AUGUSTA – Recommendations from a state growth management task force, while well-intentioned, are misguided, members of the group were told repeatedly Wednesday at a public hearing.
Provisions requiring towns to develop comprehensive plans or risk losing small amounts of state aid will have the unintended consequence of causing more sprawl, representatives of real estate agents, developers and the Maine State Housing Authority told the Task Force to Study Growth Management.
They reasoned that conscientious towns will develop plans and put caps on growth, but many outlying communities, where uncontrolled growth is already a problem, are less likely to take action or to care that they will lose access to state growth management or Land For Maine’s Future funds.
Instead, regional approaches to controlling growth should be implemented, the speakers said. Otherwise, developers will “judge shop” to find areas where new houses and businesses are most welcome, said Linda Gifford of the Maine Association of Realtors.
“Local control is not a good approach to this issue,” she said.
While praising the task force’s efforts, Gifford said it was unrealistic to expect a committee to solve in just two months a problem that has been 100 years in the making.
She and others suggested that a more permanent legislative committee be established to seek ways to develop “smart-growth” laws. Such a committee should include members of legislative committees on education, transportation and local government so that comprehensive solutions, such as encouraging schools to be built close to downtown areas, may result.
Tim Glidden, deputy director of the Natural Resources Council of Maine and a member of the task force, admitted Wednesday that the group might have to settle for modest gains. That might include an agreement that a regional approach is necessary, and that a standing committee be established to look into the issue further. The committee is scheduled to meet one more time next month before wrapping up its work.
Members of the Maine Municipal Association also met Wednesday to discuss the task force’s recommendations. The municipal officials voted to have MMA officials continue to work with the task force because they feel the group is moving in the right direction, although specific details of any proposed legislation need to be further refined, said Geoff Herman, director of state and federal relations for MMA.
The state’s current growth management efforts, which include nullifying municipal land use ordinances if a comprehensive plan is not acceptable to state officials, are “wrong-headed,” Herman said. A change to a system that requires specified outcomes would be a step in the right direction, he said.

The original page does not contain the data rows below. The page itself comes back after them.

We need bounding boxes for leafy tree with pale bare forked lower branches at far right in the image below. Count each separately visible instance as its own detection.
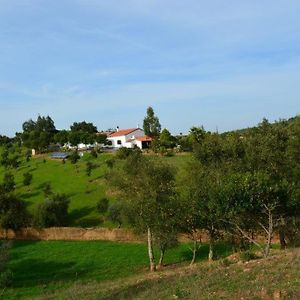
[220,172,289,257]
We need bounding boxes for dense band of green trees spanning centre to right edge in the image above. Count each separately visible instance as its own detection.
[107,117,300,270]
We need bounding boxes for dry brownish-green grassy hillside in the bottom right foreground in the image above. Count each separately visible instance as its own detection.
[40,249,300,300]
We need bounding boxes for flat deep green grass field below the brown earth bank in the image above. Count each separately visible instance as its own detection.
[3,241,231,299]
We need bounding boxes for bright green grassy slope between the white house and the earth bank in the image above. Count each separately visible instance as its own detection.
[0,149,190,227]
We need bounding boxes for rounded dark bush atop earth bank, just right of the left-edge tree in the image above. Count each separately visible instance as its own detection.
[34,194,69,227]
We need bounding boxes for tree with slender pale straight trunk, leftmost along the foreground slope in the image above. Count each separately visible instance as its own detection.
[108,152,177,271]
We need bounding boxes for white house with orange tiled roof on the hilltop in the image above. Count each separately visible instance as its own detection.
[107,128,152,149]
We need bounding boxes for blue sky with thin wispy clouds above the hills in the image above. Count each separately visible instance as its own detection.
[0,0,300,136]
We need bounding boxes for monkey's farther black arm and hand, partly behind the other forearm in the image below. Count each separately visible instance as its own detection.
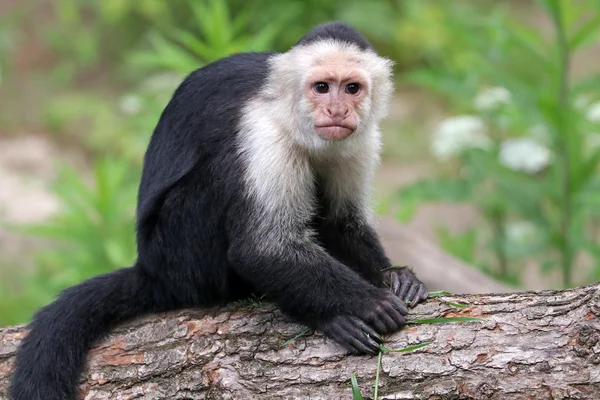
[319,215,428,307]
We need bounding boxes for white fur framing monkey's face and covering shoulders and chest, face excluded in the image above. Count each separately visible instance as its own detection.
[237,41,393,250]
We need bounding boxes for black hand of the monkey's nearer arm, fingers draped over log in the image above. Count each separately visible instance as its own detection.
[317,289,408,354]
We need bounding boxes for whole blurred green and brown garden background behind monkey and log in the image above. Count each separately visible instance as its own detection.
[0,0,600,326]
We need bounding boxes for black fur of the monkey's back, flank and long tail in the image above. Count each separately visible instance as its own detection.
[9,53,270,400]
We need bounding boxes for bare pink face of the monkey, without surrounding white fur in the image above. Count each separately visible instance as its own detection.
[304,56,369,141]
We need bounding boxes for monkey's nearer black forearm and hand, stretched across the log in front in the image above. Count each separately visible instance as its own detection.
[228,225,408,354]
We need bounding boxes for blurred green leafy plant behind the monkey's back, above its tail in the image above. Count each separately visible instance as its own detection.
[0,157,140,323]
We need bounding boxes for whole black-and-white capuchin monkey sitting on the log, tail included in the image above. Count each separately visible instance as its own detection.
[10,22,427,400]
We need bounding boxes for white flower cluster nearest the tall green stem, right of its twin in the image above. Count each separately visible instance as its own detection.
[499,137,552,173]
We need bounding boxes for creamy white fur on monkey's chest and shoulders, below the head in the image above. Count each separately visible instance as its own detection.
[238,99,381,231]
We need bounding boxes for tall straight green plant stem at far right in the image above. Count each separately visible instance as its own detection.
[552,2,573,287]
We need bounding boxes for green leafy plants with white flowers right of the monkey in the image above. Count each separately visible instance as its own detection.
[397,0,600,286]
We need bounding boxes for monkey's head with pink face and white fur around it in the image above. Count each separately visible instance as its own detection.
[271,26,393,148]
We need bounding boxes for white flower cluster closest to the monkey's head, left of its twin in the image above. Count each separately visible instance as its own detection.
[431,115,492,160]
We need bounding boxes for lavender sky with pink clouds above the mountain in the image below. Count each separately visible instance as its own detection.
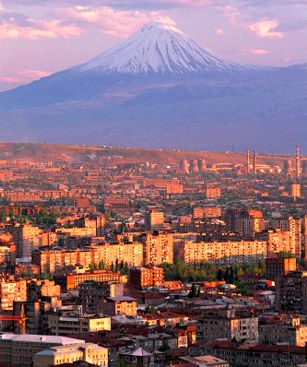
[0,0,307,91]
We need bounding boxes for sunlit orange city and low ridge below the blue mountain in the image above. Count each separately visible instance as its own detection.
[0,143,307,367]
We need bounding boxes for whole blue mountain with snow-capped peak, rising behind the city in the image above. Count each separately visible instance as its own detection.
[0,23,307,152]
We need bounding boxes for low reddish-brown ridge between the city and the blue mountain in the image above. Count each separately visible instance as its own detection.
[0,143,294,166]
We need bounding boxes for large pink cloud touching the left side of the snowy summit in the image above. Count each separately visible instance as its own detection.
[63,6,174,38]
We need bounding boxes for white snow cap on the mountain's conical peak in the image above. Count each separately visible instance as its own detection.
[77,23,245,74]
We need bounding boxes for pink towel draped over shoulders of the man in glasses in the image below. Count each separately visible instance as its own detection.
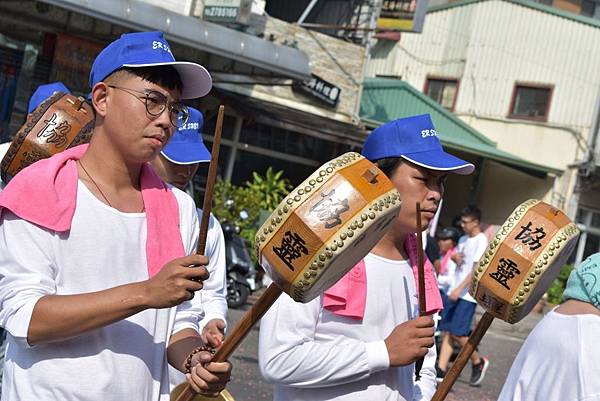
[0,145,185,277]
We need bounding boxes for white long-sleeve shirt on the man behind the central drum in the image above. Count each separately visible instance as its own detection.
[259,254,436,401]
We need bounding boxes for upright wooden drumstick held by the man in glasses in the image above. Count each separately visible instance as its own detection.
[196,105,225,255]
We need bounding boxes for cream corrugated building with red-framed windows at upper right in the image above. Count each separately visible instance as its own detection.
[367,0,600,257]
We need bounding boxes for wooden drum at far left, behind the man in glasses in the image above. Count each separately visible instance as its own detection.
[0,92,94,183]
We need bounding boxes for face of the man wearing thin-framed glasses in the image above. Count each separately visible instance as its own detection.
[92,74,180,163]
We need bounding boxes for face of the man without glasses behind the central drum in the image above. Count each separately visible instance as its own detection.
[391,161,447,232]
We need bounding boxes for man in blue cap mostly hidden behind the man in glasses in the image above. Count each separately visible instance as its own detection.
[151,107,227,386]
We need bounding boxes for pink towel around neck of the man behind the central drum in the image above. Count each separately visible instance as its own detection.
[323,234,443,320]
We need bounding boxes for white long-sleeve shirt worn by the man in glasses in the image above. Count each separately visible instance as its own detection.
[0,182,203,401]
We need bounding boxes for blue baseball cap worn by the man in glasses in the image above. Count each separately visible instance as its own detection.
[90,31,212,99]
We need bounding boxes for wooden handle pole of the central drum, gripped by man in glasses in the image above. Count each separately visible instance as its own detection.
[175,283,283,401]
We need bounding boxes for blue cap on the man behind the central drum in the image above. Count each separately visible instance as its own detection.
[362,114,475,175]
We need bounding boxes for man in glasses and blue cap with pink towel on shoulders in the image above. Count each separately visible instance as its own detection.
[0,32,231,401]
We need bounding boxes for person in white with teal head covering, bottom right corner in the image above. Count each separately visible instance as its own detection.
[498,253,600,401]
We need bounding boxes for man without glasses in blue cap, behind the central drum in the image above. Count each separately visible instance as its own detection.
[259,115,474,401]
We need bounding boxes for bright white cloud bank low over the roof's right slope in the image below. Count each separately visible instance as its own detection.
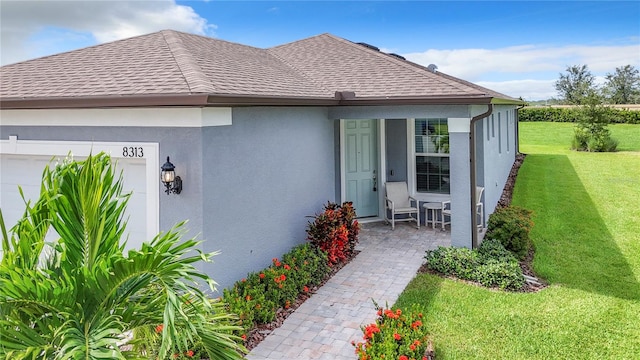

However, municipal officials did express concerns that larger tax issues, which were not addressed by the task force, are driving sprawl. For example, people tend to move to outlying areas with lower tax rates. In addition, many municipalities rely on property taxes as their largest source of revenue. This means that these communities may view any type of growth as good because it means more tax dollars.
The task force, which was appointed by the Legislature, had prepared draft recommendations for the hearing Wednesday. The recommendations include the creation of statewide standards calling for 70 percent of future residential development to be in designated growth areas, and limits on commercial development to areas where speed limits would not have to be dropped on major roads.
If communities didn’t meet those standards, they would lose access to growth-related financial assistance from the state and money from the Land for Maine’s Future board, the task force recommended.
Help, not meager penalties, is what’s needed, critics testified.
The penalties are not severe enough and the group’s recommendations are weak, said Nigel Calder, a member of the newly formed MidCoast Alliance for Planning, a group of concerned individuals from communities from Belfast to Brunswick.
“This document is not nearly courageous enough,” said Calder, who lives in the small town of Alna.
He said the state should do more to help communities like his plan for future growth.
Six new houses are now being built in the Augusta bedroom community. That’s more houses than have been built there in the past 10 years, he said.
Alna has no municipal water or sewer system, no town center and no professional planners. Residents a decade ago rejected a comprehensive plan. To require a town like Alna to have a designated growth area is meaningless because no one in town would know where such an area should be, he said.
Calder said if the state mandates municipal comprehensive plans it should provide the blueprint as it did with shore land zoning ordinances, which are very specific.
“In another 10 to 15 years, we’ll be losing the fight if we don’t get the help we need,” Calder told the group.
Dave Pierson of Dexter said the state was right to try to put pressure on towns to develop growth management policies.
“I think it is right for the state to turn its back on towns that have not done a comprehensive plan, just like a bank would refuse to give money to someone who has not done a business plan,” said Pierson, who used to work as a code enforcement officer.